EMANCIPATION PROCLAMATION AND GETTYSBURG ADDRESS
Shortly after the Battle of Antietam (Sharpsburg), Lincoln issued a preliminaryEmancipation Proclamation, which took effect on January 1, 1863, and freed all of the slaves in the rebellious states but left those in the border states (loyal to the Union) in bondage. Though Lincoln once maintained that his “paramount object in this struggle is to save the Union, and is not either to save or destroy slavery,” he nonetheless came to regard emancipation as one of his greatest achievements, and would argue for the passage of a constitutional amendment outlawing slavery (eventually passed as the 13th Amendment after his death in 1865).
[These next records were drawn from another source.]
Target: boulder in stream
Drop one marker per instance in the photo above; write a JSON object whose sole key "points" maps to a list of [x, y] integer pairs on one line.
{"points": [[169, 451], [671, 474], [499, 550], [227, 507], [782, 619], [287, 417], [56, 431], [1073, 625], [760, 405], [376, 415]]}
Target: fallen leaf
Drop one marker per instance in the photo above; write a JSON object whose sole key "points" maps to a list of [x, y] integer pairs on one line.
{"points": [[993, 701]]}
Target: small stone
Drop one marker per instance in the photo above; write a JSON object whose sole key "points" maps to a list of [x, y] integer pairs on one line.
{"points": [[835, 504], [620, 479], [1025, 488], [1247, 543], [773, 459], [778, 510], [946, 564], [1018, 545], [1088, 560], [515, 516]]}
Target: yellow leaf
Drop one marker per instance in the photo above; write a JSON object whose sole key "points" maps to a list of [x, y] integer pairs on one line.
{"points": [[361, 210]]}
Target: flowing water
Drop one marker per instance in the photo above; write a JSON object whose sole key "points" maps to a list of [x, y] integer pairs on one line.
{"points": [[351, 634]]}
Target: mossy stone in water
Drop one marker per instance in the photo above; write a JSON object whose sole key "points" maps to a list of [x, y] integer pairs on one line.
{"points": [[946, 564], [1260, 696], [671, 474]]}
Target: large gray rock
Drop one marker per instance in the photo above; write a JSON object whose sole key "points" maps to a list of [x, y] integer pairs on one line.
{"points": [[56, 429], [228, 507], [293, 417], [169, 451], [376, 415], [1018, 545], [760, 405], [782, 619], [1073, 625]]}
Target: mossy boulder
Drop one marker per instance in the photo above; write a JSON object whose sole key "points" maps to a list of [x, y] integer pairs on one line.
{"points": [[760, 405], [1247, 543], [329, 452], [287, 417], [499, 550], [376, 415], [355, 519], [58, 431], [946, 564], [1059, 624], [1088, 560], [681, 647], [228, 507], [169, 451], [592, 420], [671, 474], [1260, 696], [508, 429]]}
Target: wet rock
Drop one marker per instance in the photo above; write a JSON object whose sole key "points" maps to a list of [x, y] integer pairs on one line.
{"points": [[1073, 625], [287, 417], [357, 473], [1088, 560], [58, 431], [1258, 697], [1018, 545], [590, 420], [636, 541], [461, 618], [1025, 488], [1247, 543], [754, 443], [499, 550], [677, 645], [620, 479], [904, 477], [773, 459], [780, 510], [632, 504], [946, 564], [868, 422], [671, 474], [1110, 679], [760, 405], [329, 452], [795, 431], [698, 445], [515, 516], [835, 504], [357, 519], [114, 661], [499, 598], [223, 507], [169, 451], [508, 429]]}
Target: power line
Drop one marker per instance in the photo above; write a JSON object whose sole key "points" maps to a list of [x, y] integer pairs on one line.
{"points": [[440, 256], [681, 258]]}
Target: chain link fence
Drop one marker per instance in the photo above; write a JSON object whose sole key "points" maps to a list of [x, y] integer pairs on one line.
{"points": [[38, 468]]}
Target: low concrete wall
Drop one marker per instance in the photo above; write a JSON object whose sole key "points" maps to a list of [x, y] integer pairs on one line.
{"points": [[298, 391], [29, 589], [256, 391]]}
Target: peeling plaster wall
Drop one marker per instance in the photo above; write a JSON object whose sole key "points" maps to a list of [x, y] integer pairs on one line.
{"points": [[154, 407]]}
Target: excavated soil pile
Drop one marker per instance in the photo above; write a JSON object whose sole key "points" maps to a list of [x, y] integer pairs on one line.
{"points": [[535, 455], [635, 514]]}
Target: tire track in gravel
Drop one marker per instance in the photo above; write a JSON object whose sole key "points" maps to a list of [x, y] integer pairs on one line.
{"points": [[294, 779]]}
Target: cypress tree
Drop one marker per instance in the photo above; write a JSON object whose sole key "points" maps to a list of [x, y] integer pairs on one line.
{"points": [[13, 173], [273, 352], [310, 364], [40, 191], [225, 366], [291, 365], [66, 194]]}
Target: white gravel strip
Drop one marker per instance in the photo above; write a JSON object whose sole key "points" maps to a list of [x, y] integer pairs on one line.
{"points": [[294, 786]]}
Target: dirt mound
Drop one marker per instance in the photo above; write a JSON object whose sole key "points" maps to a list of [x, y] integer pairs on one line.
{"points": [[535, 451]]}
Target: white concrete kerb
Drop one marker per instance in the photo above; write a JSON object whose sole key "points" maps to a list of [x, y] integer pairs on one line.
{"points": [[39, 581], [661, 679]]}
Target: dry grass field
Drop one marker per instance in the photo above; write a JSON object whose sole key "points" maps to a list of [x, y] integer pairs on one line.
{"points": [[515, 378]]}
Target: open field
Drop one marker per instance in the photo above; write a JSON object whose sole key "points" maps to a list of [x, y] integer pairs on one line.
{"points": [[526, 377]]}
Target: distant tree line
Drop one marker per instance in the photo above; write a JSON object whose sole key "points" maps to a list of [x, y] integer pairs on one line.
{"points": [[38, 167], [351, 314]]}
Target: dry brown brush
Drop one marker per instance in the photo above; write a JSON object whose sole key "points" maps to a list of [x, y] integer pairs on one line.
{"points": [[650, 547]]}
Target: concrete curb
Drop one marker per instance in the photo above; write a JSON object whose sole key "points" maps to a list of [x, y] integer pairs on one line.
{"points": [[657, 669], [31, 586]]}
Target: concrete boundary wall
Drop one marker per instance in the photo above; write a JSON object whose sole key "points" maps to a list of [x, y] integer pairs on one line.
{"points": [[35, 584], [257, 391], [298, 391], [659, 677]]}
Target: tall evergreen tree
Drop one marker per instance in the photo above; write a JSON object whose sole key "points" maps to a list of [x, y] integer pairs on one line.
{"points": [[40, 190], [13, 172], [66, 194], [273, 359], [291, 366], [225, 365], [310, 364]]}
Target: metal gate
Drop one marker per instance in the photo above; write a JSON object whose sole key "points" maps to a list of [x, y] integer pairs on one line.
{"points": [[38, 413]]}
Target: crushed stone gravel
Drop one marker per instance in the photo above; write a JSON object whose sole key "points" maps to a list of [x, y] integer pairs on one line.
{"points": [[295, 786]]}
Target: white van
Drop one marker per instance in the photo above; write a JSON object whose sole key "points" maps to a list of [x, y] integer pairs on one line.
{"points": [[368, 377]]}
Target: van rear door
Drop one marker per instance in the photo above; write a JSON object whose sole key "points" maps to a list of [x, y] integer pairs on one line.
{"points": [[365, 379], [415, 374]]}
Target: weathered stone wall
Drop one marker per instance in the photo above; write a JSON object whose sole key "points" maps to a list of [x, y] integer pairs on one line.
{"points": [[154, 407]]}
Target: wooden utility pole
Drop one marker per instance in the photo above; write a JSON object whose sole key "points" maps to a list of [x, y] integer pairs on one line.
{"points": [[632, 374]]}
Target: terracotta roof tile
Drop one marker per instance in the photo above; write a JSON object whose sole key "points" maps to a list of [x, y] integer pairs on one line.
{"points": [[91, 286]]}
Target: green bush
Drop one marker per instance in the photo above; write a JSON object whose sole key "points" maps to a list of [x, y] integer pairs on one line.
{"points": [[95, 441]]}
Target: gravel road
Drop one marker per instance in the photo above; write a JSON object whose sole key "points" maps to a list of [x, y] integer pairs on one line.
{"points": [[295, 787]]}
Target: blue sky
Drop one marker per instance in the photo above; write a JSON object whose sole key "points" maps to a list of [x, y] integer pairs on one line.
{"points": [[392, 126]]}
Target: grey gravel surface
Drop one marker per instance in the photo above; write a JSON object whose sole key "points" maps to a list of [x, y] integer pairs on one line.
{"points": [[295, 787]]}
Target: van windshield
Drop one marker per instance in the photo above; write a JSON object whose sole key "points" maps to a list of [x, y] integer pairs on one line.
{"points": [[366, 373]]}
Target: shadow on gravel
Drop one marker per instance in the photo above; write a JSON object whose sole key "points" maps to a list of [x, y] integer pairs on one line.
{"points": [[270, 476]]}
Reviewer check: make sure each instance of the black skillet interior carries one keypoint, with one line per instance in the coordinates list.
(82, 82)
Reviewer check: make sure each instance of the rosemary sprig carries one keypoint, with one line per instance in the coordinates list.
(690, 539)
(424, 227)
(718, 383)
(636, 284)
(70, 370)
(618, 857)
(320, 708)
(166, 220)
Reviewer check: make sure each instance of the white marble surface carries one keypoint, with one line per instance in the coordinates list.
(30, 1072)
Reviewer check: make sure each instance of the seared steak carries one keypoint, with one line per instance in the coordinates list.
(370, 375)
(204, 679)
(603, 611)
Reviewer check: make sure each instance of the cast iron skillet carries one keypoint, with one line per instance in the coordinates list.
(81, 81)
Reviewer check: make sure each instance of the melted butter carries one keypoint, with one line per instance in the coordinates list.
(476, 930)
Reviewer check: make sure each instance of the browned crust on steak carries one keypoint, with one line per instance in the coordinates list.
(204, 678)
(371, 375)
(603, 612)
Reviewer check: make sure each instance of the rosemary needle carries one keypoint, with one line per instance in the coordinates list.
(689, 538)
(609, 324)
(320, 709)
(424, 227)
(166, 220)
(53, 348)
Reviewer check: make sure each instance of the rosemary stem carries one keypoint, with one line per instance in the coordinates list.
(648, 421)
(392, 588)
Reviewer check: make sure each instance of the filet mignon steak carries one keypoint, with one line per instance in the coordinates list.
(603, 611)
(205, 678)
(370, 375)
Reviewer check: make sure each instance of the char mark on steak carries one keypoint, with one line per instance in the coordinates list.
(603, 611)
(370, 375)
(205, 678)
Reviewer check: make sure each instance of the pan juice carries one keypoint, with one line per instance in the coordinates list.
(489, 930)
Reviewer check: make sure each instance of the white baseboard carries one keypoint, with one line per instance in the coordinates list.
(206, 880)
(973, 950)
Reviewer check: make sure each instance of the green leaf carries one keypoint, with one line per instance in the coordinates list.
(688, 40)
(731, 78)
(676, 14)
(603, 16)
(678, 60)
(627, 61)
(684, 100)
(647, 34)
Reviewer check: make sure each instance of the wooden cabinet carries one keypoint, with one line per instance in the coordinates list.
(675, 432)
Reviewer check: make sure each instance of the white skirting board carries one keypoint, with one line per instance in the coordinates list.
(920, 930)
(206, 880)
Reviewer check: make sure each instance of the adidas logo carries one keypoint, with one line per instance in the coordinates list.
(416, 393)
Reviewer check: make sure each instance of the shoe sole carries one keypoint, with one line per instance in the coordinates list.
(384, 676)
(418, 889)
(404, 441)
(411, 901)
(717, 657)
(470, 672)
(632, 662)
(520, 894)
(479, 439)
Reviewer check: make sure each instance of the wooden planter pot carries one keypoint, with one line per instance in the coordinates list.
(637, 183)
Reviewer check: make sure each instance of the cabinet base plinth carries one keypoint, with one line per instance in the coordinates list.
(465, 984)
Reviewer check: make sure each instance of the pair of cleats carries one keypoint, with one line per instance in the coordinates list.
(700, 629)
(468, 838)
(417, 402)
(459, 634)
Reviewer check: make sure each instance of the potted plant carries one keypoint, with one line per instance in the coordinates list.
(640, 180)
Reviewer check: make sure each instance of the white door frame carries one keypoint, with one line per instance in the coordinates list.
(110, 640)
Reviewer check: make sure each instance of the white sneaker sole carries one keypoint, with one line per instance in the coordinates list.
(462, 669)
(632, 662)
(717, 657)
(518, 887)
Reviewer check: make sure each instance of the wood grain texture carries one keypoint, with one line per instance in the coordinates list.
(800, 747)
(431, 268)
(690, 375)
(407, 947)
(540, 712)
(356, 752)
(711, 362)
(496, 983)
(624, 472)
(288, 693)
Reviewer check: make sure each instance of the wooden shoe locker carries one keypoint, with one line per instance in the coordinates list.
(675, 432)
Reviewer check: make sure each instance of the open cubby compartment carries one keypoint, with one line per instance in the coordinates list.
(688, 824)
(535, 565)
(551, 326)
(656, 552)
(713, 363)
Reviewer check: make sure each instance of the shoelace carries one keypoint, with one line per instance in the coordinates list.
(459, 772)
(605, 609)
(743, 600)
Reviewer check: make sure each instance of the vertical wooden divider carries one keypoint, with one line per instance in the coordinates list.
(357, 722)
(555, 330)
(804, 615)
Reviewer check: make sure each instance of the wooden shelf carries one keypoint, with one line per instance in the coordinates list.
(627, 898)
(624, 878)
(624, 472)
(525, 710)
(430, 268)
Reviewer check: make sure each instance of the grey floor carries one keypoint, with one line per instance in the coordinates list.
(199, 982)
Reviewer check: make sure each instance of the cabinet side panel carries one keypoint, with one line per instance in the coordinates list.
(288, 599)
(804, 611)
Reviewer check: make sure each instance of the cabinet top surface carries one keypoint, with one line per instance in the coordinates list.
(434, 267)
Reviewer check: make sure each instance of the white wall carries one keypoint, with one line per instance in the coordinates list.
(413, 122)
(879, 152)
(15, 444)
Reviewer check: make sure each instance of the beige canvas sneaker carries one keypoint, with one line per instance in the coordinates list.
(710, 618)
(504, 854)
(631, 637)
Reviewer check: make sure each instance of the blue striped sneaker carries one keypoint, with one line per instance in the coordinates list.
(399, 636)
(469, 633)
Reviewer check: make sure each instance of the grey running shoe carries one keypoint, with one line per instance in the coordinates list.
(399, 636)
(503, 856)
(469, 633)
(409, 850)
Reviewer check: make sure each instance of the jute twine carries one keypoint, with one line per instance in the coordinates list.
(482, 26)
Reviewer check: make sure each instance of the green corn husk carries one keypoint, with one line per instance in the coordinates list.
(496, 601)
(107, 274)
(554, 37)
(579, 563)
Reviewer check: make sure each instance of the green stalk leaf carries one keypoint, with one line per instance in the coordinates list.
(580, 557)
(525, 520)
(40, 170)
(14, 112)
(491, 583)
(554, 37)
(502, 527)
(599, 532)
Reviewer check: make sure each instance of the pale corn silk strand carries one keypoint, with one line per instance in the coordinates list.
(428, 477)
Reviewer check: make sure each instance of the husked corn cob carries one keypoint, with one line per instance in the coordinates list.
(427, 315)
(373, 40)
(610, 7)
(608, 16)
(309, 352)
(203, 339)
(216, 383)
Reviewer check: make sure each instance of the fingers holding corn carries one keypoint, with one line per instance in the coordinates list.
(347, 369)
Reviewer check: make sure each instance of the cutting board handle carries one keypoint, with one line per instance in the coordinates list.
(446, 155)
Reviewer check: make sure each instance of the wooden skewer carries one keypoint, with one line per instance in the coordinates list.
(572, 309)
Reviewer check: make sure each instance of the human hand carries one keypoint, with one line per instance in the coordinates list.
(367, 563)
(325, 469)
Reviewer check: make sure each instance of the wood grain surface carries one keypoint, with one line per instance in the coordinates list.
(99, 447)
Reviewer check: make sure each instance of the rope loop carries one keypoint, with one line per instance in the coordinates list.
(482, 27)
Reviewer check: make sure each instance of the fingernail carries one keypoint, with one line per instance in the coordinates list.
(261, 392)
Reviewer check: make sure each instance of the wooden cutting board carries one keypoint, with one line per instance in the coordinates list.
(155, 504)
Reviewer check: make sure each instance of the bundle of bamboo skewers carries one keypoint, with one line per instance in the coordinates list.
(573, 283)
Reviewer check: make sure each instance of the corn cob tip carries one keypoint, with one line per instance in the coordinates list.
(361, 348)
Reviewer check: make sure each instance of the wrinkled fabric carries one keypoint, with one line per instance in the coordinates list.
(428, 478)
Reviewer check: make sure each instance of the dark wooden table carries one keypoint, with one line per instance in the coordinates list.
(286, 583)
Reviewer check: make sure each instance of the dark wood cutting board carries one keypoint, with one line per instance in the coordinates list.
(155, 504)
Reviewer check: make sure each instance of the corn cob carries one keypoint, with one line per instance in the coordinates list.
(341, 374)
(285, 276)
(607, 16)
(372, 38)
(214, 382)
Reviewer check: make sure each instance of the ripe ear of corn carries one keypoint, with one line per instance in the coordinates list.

Two important Union victories in July 1863–at Vicksburg, Mississippi, and Gettysburg, Pennsylvania–finally turned the tide of the war. General George Meade missed the opportunity to deliver a final blow against Lee’s army at Gettysburg, and Lincoln would turn by early 1864 to the victor at Vicksburg,Ulysses S. Grant, as supreme commander of the Union forces. In November 1863, Lincoln delivered a brief speech (just 272 words) at the dedication ceremony for the new national cemetery at Gettysburg. Published widely, the Gettysburg Address eloquently expressed the war’s purpose, harking back to the Founding Fathers, the Declaration of Independence and the pursuit of human equality. It became the most famous speech of Lincoln’s presidency, and one of the most widely quoted speeches in history.